Recuperando a Memória Mura: arte e pedagogia da afirmação indígena
Sobre o Evento
As inscrições serão realizadas de 10 a 17 de janeiro ou esgotamento das vagas (o que acontecer primeiro).
No dia de realização da atividade, serão disponibilizados ingressos presenciais na bilheteria, a fim de preencher eventuais vagas de quem se inscrever previamente e não comparecer.
Através de imagens, narrativas e da pintura com tinta de jenipapo, a Profª Drª. Marcia Mura e Tanã Mura propõem uma conversa sobre vivências culturais e políticas realizadas em território Mura, a relação da floresta e dos rios com todo o entorno, que através das pinturas corporais tradicionais ganham outra materialidade. Durante a atividade, Márcia Mura também apresentará seu último lançamento, o livro infantil “TanãMak, uma guerreira mura”.
Sobre Márcia Mura
Nasceu em Porto Velho, é indígena, educadora, contadora de histórias, escritora e diretora de dois mini docs. Graduada em História, pela Universidade Federal de Rondônia (UNIR); mestre em Sociedade e Cultura na Amazônia, pela Universidade Federal do Amazonas (UFAM); e doutora em História Social, pela Universidade de São Paulo (USP). Atualmente, é professora da rede estadual de educação de Rondônia.
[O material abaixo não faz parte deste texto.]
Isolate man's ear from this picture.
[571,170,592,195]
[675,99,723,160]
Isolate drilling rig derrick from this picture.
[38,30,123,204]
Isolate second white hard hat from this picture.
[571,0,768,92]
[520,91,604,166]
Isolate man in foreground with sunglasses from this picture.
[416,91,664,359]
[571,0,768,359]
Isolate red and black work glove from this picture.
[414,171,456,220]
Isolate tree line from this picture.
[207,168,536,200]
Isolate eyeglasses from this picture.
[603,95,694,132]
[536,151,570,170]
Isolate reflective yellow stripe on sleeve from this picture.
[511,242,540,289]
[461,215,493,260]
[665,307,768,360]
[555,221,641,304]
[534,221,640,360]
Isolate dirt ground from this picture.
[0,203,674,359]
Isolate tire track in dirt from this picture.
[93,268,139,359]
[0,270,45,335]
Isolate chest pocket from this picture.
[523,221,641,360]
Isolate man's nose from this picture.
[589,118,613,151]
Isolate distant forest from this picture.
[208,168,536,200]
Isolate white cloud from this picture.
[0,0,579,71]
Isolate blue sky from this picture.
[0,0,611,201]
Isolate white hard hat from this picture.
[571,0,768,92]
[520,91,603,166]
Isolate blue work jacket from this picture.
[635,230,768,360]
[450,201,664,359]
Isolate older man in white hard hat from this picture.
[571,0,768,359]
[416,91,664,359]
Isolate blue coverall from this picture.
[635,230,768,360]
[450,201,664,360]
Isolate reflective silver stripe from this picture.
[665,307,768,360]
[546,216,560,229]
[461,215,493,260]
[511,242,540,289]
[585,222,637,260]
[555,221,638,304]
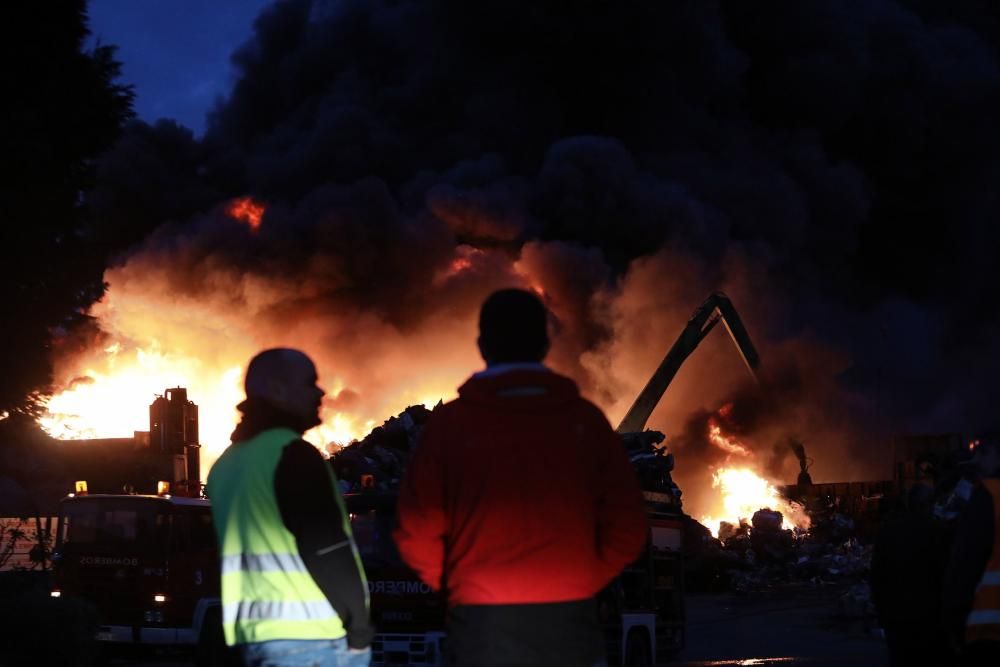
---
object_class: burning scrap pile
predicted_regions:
[330,405,431,493]
[688,498,872,593]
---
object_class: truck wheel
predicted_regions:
[625,630,653,667]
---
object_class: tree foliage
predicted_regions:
[0,0,133,413]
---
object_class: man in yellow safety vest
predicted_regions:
[206,349,374,667]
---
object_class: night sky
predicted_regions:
[89,0,270,135]
[7,0,1000,494]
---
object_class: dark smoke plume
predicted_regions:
[70,0,1000,498]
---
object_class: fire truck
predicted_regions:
[51,482,225,665]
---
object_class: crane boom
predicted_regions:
[616,292,760,433]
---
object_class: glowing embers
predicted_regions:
[708,417,751,456]
[226,197,264,232]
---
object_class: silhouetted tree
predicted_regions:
[0,0,133,413]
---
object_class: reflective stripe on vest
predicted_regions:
[207,429,356,645]
[965,479,1000,642]
[222,600,337,623]
[222,554,309,576]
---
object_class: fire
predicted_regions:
[226,197,264,231]
[701,418,809,537]
[700,467,809,537]
[39,344,454,471]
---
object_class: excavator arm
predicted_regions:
[616,292,760,433]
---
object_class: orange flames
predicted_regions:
[39,243,490,473]
[700,418,809,537]
[226,197,264,231]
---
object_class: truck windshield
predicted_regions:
[56,498,170,552]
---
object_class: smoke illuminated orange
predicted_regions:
[226,197,264,231]
[708,419,751,456]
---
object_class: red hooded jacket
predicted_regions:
[395,366,648,605]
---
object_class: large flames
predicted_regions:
[700,418,809,537]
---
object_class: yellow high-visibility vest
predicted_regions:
[206,428,368,646]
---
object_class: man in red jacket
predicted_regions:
[395,289,648,667]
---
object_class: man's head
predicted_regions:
[972,432,1000,477]
[244,348,325,431]
[478,289,549,366]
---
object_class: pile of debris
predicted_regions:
[330,405,431,493]
[687,508,872,593]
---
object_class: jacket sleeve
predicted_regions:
[393,415,447,591]
[274,440,375,648]
[593,414,649,588]
[943,487,994,638]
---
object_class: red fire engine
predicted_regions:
[51,482,222,664]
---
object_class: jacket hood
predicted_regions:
[458,369,580,411]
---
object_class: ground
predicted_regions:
[671,589,887,667]
[112,588,886,667]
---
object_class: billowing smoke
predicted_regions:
[45,0,1000,516]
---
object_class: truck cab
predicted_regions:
[344,492,445,665]
[51,494,221,656]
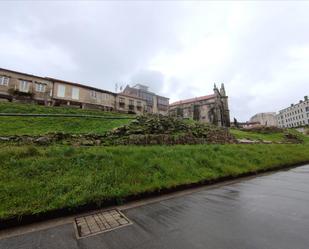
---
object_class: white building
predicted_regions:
[277,96,309,128]
[250,112,277,126]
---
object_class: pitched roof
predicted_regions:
[170,94,216,106]
[45,77,116,95]
[117,93,146,101]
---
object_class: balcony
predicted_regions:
[129,105,134,111]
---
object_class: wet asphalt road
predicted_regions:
[0,165,309,249]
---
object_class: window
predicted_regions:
[72,87,79,99]
[35,83,46,92]
[90,91,97,99]
[19,80,29,92]
[0,76,9,86]
[57,85,65,98]
[119,97,125,108]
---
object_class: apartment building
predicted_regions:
[0,68,146,114]
[0,68,53,105]
[169,84,230,127]
[249,112,278,126]
[276,96,309,128]
[116,93,146,114]
[122,84,169,115]
[48,78,116,111]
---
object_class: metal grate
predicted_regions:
[75,209,132,238]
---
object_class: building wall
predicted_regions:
[0,69,52,103]
[116,94,146,114]
[122,86,169,115]
[276,96,309,128]
[53,82,116,110]
[169,84,230,126]
[250,112,277,126]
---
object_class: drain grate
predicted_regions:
[75,209,132,238]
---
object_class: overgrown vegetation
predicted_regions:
[0,102,134,136]
[0,117,132,136]
[0,102,134,117]
[0,144,309,219]
[105,115,235,145]
[230,128,309,143]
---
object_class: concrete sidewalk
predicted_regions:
[0,165,309,249]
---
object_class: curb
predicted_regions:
[0,161,309,230]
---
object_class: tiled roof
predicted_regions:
[170,94,216,106]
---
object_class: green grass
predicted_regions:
[230,129,283,142]
[230,129,309,144]
[0,102,134,136]
[0,117,132,136]
[0,144,309,219]
[0,102,129,117]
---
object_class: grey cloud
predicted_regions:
[0,1,309,120]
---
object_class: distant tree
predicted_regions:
[193,105,200,121]
[234,118,239,128]
[176,107,183,117]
Aprendiz dos conhecimentos repassados pelas mais velhas e pelos mais velhos, é autora de livros e textos literários que apresentam histórias vivenciadas em meio ao seu povo, no território Mura, entre as águas do rio Madeira. É coordenadora do coletivo Mura, faz parte do movimento Wayrakuna e do Mulherio das Letras Indígenas.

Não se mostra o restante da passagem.